The USRP is not going to give you bytes of user data, it’s going to give
you (almost) raw samples as received from the air after downconversion
from 433MHz. As a result, it is up to you to perform the following tasks
to get your data back:

  • Coarse frequency estimation
  • Demodulation
  • Preamble detection
  • Fine frequency synchronization
  • Symbol synchronization
  • Symbol slicing
  • Framing

Gnuradio provides blocks to help you with most of these tasks, but
you’ll have to understand their basic operation in order to use them. I
recommend a good digital communications textbook for the theory and
discussion of the above operations: I found Sklar’s “Digital
Communications” to be pretty helpful.

For an example of a simple GMSK receiver, you can check out the AIS
receiver I wrote at https://www.cgran.org/wiki/AIS . It’s a pretty
simple receiver example which gives an example of how Python and C++
interact in Gnuradio, and how the various components of a complete
receiver are written in Gnuradio-land.

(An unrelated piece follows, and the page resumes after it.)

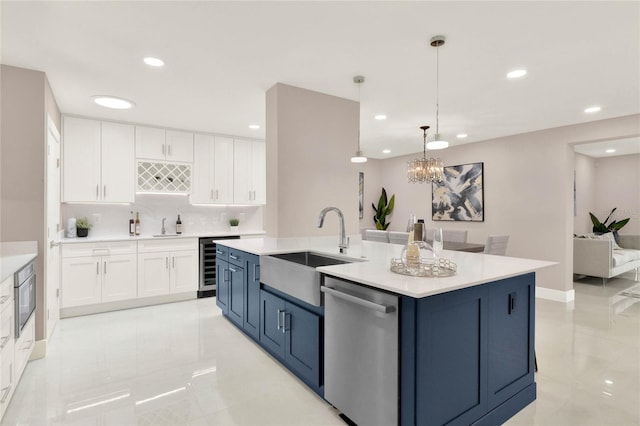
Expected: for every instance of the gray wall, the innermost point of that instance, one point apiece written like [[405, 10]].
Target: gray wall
[[26, 100]]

There are other applications
doing similar things in the Gnuradio examples. gr-pager is one that
comes to mind.

A help file would be very helpfull. Till now we have worked with
many development softwares and with each one there were some kind of
help files for beginners like us, to understand the basics. The
problem is that we don’t really undestand how UHD works, how could we
use it with a VisualBasic environment for example. There’s any such
kind of help file or some web pages?

The API documentation is the first place to look, along with the
examples we include in UHD. For your application, though, it sounds like
you’ll want to use UHD with Gnuradio, so the Gnuradio examples are your
best bet for seeing how implementations are done in the “real world”.